Approximately one in five eligible patients hospitalized for ACS do not receive guideline-recommended ACE inhibitor or angiotensin receptor blocker therapies.
Guidelines from the American College of Cardiology and American Heart Association strongly recommend initiation and indefinite continuation of an ACE inhibitor or angiotensin receptor blocker in all patients recovering from ACS who have left ventricular ejection fraction ≤40%, hypertension, type 2 diabetes or chronic kidney disease (CKD). The guideline also states that ACE inhibitor or angiotensin receptor blocker therapy is reasonable and should be initiated in patients recovering from ACS who do not have any of the aforementioned risk factors.
“In an era where secondary prevention is paramount after ACS, it becomes imperative to ensure that appropriate medical therapy is initiated before discharge. Thus, additional quality improvement efforts focused on the use of [ACE inhibitor/angiotensin receptor blocker] therapy are warranted,” Kevin R. Bainey, MD, MSc, of Mazankowski Albert Heart Institute at University of Alberta, Edmonton, Canada, and colleagues wrote.

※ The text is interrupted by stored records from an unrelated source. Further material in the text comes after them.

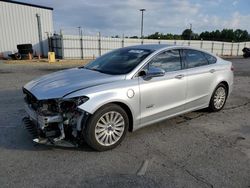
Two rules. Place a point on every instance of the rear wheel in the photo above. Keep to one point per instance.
(106, 128)
(218, 98)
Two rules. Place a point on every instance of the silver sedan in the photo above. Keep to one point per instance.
(124, 90)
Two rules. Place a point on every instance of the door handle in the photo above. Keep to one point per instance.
(212, 70)
(180, 76)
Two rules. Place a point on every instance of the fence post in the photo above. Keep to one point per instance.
(222, 49)
(99, 44)
(238, 48)
(122, 40)
(212, 48)
(232, 49)
(81, 45)
(62, 46)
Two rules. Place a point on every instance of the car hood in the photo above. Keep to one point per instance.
(61, 83)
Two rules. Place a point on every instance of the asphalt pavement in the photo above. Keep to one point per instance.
(198, 149)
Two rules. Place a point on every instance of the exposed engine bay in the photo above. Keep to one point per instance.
(55, 121)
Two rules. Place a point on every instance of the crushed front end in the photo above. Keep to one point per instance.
(55, 121)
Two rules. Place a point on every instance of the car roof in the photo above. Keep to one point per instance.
(150, 46)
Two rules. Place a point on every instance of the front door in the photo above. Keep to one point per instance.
(163, 96)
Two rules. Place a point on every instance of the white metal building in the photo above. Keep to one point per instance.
(22, 23)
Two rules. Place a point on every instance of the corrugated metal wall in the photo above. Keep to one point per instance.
(70, 47)
(18, 25)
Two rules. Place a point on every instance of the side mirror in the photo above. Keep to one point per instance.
(153, 72)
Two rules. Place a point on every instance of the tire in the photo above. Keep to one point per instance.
(218, 99)
(106, 128)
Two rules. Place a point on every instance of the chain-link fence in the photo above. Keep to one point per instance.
(90, 47)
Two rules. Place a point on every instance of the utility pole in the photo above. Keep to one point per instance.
(142, 11)
(190, 32)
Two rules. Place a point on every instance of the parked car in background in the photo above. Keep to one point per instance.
(124, 90)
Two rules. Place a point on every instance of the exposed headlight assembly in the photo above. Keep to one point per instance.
(71, 104)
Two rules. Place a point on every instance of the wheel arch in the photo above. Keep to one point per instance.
(125, 107)
(224, 83)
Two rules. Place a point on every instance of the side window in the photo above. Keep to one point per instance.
(195, 58)
(168, 61)
(211, 59)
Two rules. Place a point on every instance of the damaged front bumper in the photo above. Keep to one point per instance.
(55, 129)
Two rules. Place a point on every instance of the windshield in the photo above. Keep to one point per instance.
(120, 61)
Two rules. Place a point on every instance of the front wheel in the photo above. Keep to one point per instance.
(218, 98)
(106, 128)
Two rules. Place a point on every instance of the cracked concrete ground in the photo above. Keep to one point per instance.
(198, 149)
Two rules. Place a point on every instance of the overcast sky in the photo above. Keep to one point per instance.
(115, 17)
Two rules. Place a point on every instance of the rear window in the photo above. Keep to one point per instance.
(211, 59)
(195, 58)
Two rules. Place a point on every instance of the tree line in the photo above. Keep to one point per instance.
(225, 35)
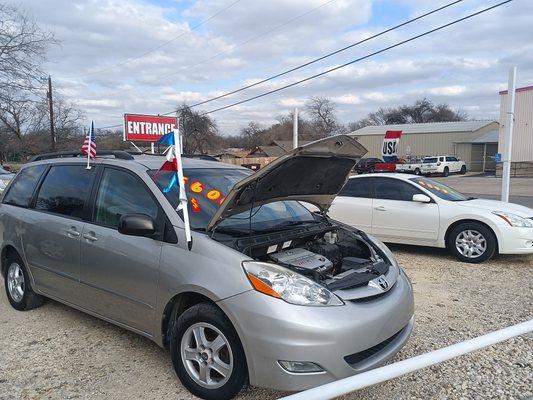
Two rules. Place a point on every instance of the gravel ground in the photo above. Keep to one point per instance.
(59, 353)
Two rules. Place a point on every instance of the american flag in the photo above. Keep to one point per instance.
(89, 145)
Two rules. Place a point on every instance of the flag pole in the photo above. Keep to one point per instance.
(183, 195)
(89, 135)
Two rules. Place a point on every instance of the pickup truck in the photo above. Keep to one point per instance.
(412, 167)
(444, 165)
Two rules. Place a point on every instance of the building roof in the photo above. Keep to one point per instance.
(269, 151)
(430, 127)
(489, 137)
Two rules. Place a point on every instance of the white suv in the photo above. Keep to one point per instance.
(444, 165)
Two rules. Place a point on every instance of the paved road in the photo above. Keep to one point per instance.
(522, 200)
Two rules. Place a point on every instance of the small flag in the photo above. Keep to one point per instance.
(167, 139)
(172, 164)
(89, 145)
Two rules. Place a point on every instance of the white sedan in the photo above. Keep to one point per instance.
(404, 209)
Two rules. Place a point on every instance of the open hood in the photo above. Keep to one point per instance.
(314, 173)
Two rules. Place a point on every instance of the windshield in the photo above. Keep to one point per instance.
(206, 189)
(440, 190)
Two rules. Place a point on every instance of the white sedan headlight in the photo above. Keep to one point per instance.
(282, 283)
(514, 220)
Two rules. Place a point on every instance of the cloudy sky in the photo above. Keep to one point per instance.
(148, 56)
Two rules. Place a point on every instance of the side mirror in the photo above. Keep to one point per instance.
(421, 198)
(136, 225)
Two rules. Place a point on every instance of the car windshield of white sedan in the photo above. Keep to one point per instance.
(438, 189)
(206, 189)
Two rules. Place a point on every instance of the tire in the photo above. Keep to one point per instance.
(18, 286)
(472, 235)
(216, 327)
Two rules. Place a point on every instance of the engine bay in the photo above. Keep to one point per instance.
(336, 257)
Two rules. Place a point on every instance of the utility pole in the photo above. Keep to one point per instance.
(295, 129)
(51, 107)
(508, 138)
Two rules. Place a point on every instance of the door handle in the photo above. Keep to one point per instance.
(72, 232)
(90, 237)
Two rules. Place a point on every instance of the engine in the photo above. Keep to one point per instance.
(333, 258)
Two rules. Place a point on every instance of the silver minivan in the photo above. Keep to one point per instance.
(269, 293)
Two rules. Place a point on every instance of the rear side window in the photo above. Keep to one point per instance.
(394, 189)
(361, 187)
(65, 190)
(122, 193)
(21, 190)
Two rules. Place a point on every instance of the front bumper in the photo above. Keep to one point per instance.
(513, 240)
(343, 340)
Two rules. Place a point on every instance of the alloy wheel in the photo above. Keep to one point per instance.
(206, 355)
(471, 243)
(15, 282)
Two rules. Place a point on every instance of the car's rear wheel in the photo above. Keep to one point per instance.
(472, 242)
(18, 287)
(207, 354)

Previous research demonstrated that a minority of patients recovering from ACS received an ACE inhibitor or angiotensin receptor blocker at discharge, so the researchers performed an observational analysis to examine prescription rates, temporal trends and factors that affect the use of these therapies. The study included 80,241 patients admitted with ACS and discharged from 311 hospitals participating in the Get With The Guidelines – Coronary Artery Disease Program from 2005 to 2009.
Of the 60,847 patients with LV dysfunction and history of HF, hypertension, diabetes or CKD, 81.7% received an ACE inhibitor or angiotensin receptor blocker at discharge.

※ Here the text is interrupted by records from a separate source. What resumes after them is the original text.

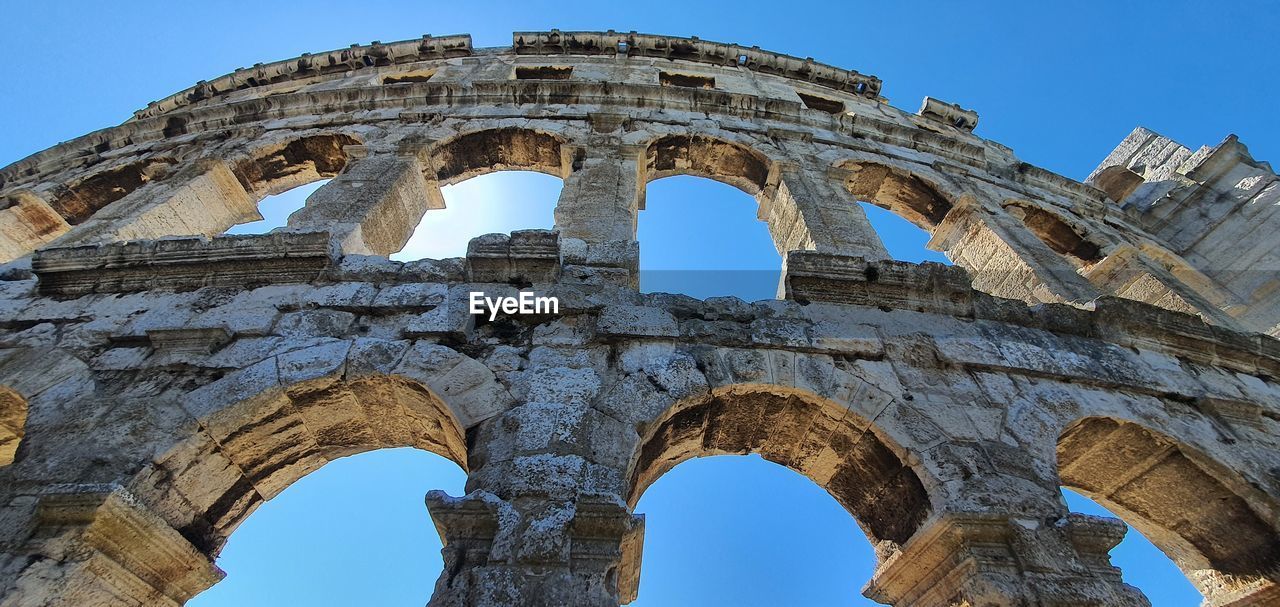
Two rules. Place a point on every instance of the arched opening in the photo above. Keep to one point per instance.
(679, 252)
(745, 532)
(493, 181)
(275, 209)
(81, 200)
(493, 202)
(700, 237)
(904, 240)
(284, 167)
(705, 156)
(501, 149)
(905, 194)
(1118, 182)
(353, 532)
(1191, 507)
(818, 438)
(13, 420)
(1142, 564)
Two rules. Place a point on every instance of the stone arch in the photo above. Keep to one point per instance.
(1060, 236)
(824, 441)
(896, 190)
(78, 201)
(284, 165)
(713, 158)
(265, 427)
(1188, 505)
(499, 149)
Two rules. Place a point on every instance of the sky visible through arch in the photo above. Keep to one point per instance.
(1059, 83)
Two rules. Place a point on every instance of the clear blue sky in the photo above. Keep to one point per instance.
(1060, 83)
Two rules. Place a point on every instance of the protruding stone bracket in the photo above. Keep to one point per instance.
(182, 264)
(118, 546)
(947, 113)
(993, 560)
(608, 537)
(1130, 273)
(842, 279)
(521, 259)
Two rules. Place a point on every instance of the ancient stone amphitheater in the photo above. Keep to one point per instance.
(159, 380)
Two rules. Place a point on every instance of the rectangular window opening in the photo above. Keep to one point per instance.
(689, 81)
(543, 73)
(822, 104)
(421, 76)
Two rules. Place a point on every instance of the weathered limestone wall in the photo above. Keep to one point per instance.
(159, 382)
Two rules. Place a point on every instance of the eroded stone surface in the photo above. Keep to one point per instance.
(154, 392)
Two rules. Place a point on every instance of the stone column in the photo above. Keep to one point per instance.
(1000, 558)
(603, 194)
(544, 521)
(1005, 258)
(809, 210)
(96, 546)
(202, 199)
(373, 206)
(597, 213)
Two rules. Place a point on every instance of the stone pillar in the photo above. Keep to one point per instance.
(597, 213)
(544, 521)
(1005, 258)
(996, 558)
(373, 206)
(27, 222)
(603, 194)
(809, 210)
(202, 199)
(544, 552)
(96, 546)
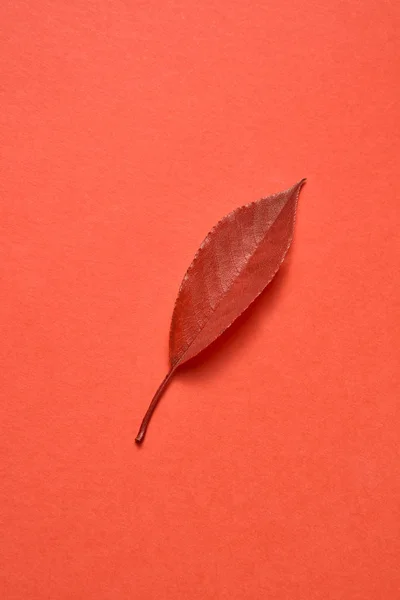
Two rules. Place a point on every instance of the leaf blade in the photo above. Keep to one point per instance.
(266, 231)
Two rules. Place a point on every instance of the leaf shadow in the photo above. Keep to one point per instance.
(223, 349)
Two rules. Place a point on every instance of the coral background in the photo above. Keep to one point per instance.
(271, 468)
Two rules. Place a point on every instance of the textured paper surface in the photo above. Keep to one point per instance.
(127, 130)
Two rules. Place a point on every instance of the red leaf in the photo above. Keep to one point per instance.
(235, 262)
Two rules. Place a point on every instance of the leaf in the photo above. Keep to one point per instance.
(235, 262)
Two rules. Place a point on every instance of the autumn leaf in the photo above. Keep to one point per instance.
(234, 264)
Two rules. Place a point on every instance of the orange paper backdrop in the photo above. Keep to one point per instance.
(271, 468)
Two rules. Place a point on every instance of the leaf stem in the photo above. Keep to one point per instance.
(156, 398)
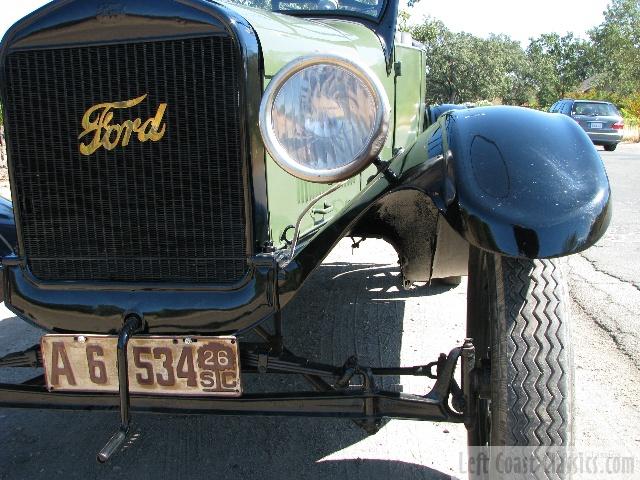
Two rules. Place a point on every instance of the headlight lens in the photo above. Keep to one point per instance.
(324, 118)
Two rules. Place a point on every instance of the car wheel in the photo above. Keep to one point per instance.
(518, 318)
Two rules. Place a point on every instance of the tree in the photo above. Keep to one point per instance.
(558, 65)
(617, 47)
(465, 68)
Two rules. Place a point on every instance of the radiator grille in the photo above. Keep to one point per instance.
(168, 211)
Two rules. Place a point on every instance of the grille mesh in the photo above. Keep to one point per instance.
(171, 210)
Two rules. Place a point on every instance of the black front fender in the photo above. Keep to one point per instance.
(512, 180)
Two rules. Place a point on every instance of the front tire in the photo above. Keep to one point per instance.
(518, 317)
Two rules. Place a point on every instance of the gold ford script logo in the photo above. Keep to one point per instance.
(97, 122)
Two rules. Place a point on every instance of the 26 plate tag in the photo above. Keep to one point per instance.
(158, 365)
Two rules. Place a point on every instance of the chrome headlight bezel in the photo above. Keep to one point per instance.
(371, 150)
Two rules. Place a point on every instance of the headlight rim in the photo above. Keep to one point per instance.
(366, 155)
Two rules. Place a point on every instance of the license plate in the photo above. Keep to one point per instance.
(158, 365)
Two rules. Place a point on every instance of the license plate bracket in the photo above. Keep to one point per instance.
(157, 365)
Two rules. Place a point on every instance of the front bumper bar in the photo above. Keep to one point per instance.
(355, 405)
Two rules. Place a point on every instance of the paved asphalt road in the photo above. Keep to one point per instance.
(353, 305)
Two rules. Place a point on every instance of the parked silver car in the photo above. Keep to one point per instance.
(601, 120)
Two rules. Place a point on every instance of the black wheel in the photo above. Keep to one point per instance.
(452, 281)
(518, 317)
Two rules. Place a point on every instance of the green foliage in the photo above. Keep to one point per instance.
(617, 42)
(464, 68)
(557, 64)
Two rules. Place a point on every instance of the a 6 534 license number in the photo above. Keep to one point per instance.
(160, 365)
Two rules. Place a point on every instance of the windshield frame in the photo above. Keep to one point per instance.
(384, 26)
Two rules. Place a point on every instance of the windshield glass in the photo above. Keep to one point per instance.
(368, 8)
(595, 109)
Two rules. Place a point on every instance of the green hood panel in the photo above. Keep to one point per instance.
(284, 37)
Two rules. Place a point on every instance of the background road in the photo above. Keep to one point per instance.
(352, 305)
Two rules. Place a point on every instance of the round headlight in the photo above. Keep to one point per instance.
(323, 118)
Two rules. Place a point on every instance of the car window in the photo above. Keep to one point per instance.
(593, 109)
(369, 8)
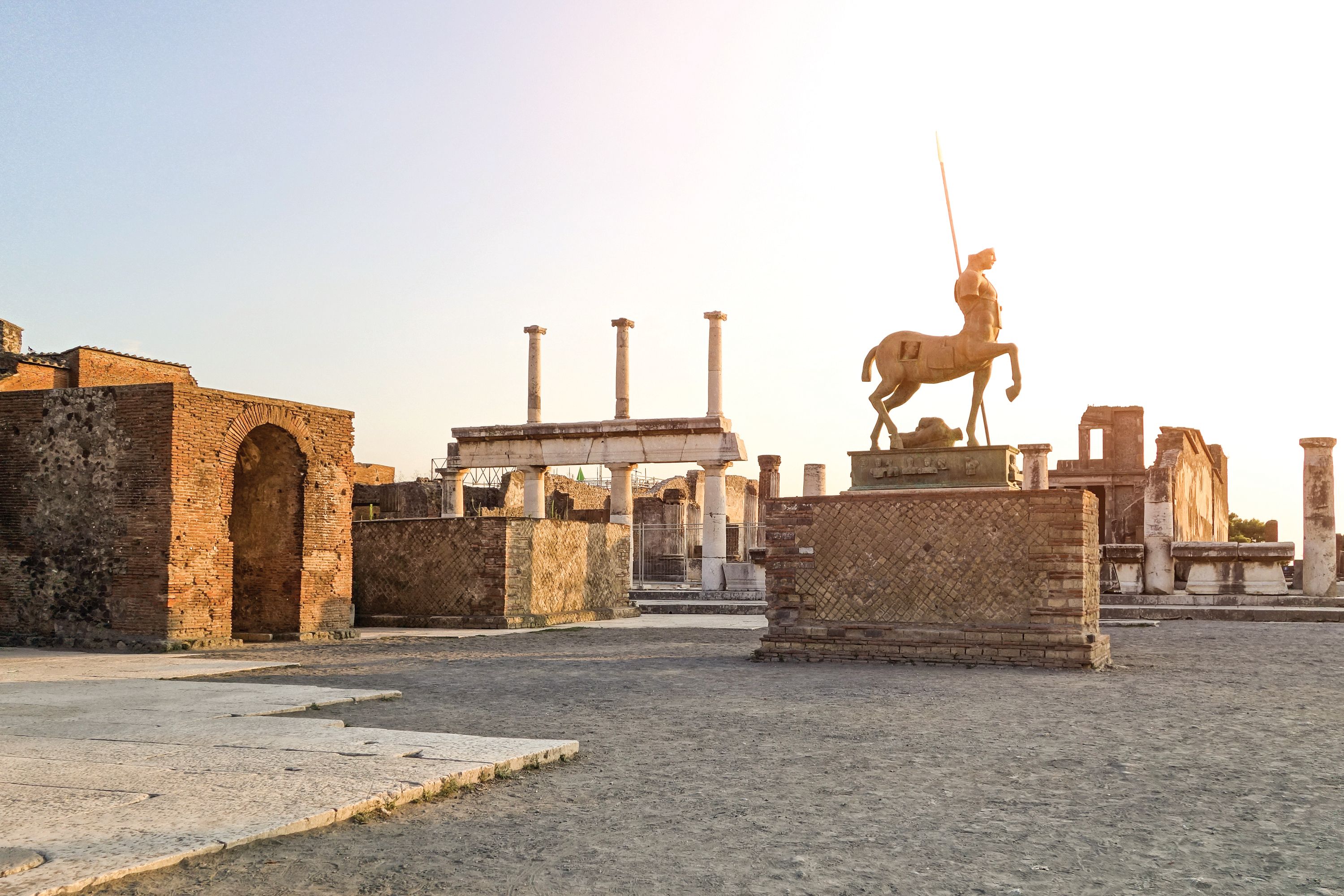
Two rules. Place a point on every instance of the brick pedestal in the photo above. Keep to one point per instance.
(965, 577)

Moreover, the rate of ACE inhibitor and angiotensin receptor blocker prescription increased during the study period, from 76.7% in 2005 to 84.6% in 2009.
In-hospital CABG (adjusted OR=0.55; 95% CI, 0.48-0.63) and renal insufficiency (adjusted OR=0.58; 95% CI, 0.52-0.64) were independently associated with lower ACE inhibitor and angiotensin receptor blocker use. Lower rates of ACE inhibitor and angiotensin receptor blocker use after CABG are “a persistent care gap that requires immediate attention,” and recent research has shown that ACE inhibitor/angiotensin receptor blocker use after CABG is associated with improved clinical outcomes, the researchers wrote.
“Current evidence clearly supports the use of renin-angiotensin inhibitors in halting the progression of CKD,” but physicians may be reluctant to prescribe them to patients with renal insufficiency “possibly because of the concerns of worsening renal failure and potentiating hyperkalemia,” researcher Deepak L. Bhatt, MD, MPH, executive director of interventional cardiovascular programs at Brigham and Women’s Hospital Heart and Vascular Center and Cardiology Today’s Intervention chief medical editor, and colleagues wrote. “Still, the risk is extremely low especially if the [glomerular filtration rate] is >40 mL/min per 1.732 and potassium is in the normal range.”
Disclosure: The Get With The Guidelines – Coronary Artery Disease Program is supported in part by an unrestricted educational grant from Merck/Schering-Plough and Pfizer. See the full study for a list of the researchers’ relevant financial disclosures.